In earlier versions of SQL Server, a database user was used to form a namespace and to avoid name collision. The name of the owner of the object was used, along with the object name, to uniquely identify an object (for example userX.table1, userY.table1). This approach of treating users as schemas caused of lot of database management headaches. For instance, let's assume that you wanted to drop a user. Before you did that, either you had to drop all the objects that the user owned or assign the object ownership to a different user. Dropping objects was often not a practical solution, and changing the owner often required change in the application (for example, the application had to be updated to access userY.table1 instead of userX.table1). Applications often used the dbo user as the object owner, but that approach had its own problems (as discussed in Chapter 7).

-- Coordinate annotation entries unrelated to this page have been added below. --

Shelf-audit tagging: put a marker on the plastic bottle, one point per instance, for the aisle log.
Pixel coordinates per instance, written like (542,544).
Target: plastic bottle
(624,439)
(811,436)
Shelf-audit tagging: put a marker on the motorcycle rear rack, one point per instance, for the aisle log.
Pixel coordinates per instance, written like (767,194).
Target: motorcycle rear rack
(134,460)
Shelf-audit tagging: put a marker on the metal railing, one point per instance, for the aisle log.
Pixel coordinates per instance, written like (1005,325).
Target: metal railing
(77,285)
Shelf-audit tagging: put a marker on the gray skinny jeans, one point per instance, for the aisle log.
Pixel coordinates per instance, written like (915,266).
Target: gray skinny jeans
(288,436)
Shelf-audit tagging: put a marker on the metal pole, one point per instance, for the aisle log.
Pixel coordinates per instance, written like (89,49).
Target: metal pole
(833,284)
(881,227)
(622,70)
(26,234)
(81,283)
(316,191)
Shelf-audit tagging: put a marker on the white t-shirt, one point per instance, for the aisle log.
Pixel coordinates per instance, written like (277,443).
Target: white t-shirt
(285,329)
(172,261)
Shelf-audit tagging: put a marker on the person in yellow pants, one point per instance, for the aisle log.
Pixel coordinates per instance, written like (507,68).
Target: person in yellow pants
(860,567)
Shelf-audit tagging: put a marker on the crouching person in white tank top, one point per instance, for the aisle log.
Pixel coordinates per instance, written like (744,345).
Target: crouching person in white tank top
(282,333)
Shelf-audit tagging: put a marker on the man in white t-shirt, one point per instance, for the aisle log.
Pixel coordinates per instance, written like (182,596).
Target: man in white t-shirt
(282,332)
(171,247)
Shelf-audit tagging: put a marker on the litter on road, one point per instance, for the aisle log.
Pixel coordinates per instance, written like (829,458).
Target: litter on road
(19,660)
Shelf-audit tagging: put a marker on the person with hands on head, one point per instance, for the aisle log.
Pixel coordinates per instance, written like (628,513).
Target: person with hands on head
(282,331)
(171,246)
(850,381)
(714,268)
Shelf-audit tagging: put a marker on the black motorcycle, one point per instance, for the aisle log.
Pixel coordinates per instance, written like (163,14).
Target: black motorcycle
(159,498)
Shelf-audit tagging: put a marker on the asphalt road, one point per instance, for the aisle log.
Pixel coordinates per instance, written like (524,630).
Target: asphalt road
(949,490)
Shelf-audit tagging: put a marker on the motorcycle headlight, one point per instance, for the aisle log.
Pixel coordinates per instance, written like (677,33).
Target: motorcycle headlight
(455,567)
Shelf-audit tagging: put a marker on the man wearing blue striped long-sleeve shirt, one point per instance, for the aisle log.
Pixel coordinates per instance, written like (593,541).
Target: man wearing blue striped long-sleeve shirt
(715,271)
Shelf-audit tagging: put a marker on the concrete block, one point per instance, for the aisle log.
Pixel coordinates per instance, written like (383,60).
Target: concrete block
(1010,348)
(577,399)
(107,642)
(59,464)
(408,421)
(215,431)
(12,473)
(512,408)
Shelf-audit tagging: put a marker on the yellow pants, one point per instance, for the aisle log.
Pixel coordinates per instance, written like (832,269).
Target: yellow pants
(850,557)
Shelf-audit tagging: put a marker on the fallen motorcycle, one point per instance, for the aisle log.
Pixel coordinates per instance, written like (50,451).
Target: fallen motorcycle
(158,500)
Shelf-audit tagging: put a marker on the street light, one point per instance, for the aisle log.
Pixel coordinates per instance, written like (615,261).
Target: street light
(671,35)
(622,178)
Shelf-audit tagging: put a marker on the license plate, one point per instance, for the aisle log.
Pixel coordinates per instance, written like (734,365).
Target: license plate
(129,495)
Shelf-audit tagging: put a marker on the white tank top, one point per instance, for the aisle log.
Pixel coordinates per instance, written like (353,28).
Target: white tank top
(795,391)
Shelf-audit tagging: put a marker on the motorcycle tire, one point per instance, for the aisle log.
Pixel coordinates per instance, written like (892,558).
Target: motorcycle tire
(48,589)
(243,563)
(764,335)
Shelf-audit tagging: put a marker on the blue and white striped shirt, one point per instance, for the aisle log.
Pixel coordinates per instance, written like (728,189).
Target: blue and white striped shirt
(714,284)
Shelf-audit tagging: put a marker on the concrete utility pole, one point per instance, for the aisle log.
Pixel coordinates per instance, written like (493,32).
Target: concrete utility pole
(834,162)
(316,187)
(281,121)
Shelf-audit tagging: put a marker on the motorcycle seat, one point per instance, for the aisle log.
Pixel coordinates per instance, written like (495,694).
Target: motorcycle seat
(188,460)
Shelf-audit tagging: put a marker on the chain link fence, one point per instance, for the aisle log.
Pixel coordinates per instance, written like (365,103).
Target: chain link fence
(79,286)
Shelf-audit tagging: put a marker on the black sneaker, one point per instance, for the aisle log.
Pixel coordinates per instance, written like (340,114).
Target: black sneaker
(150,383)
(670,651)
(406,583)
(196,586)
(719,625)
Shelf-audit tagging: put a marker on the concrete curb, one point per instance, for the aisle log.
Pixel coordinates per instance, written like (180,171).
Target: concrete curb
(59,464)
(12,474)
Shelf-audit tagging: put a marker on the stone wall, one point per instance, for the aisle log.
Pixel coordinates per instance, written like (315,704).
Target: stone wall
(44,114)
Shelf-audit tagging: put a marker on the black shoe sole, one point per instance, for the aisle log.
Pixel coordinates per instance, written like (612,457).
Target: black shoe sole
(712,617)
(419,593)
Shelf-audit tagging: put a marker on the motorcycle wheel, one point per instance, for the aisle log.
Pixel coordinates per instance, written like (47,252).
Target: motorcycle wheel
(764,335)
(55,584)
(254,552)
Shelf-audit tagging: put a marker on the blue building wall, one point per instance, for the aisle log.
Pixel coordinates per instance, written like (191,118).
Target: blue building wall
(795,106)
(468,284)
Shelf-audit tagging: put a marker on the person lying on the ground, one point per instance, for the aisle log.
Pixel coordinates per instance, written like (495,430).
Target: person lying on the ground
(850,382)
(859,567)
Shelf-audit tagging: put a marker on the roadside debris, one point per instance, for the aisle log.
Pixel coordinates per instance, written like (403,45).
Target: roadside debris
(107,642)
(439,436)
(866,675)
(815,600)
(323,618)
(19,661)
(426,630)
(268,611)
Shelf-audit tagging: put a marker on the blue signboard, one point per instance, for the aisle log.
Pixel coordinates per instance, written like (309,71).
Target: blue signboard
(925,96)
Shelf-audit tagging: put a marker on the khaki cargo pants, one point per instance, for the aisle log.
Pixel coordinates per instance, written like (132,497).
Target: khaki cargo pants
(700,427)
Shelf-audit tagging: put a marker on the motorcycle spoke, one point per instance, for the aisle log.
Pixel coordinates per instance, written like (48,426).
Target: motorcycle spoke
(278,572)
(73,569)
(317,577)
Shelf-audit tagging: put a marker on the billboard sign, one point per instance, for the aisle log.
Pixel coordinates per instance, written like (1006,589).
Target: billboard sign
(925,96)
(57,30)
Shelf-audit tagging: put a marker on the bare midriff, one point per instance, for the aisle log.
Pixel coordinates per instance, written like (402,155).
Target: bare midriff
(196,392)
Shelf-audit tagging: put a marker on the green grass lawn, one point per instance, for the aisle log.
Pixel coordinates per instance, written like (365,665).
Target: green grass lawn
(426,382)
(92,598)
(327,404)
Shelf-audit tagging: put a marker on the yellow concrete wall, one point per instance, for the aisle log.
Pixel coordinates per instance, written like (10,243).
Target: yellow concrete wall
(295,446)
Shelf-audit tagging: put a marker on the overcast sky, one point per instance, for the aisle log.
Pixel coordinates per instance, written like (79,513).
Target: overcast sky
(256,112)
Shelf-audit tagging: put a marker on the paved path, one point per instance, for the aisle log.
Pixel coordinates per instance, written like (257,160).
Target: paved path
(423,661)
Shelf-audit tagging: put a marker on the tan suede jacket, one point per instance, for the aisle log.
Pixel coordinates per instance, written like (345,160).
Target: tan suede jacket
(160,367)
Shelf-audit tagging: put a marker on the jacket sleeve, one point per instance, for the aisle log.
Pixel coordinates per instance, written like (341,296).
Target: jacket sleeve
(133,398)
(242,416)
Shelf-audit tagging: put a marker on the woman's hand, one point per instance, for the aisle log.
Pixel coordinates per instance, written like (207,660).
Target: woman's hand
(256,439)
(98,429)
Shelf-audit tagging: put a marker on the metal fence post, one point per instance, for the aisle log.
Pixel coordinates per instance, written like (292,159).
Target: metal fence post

SQL Server 2005 breaks the tight coupling between users and schemas, and it does not treat users as schemas. SQL Server 2005 introduces support for database schemas as per the SQL-92 standard. Therefore, object names in SQL Server 2005 no longer follow the <owner_name>.<object_name> pattern; rather, object names in SQL Server 2005 are <schema_name>.<object_name>, where <schema_name> is created by using the CREATE SCHEMA DDL statement, and schemas are owned by database users. Database users who have schema creation permissions can create schemas by using CREATE SCHEMA DDL statements. Database users who have object creation permissions can create objects in a schema. Now, if you have to drop a user, all that is required to be done is to just assign the schemas that the user owns to other users. No application change is required because the application will continue to access the objects as <schema_name>.<object_name>, no matter who the schema owner is. Also, instead of changing the object ownership of hundreds of database objects, as before, now you have to just change the ownership of very few database schemas. Figure 2.4 shows the old and new approaches to naming objects.
Figure 2.4. SQL Server 2005 introduces true support for database schemas, simplifying the security and management architecture.
Every database user has a default schema that is used for name resolution. If you do not specify one, SQL Server 2005 assigns dbo as the default schema for the new user. When the object is not fully qualified, SQL Server looks for the object in the user's default schema. If SQL Server does not find the object, it looks for the object in the dbo schema.
Userschema separation is discussed in detail in Chapter 7.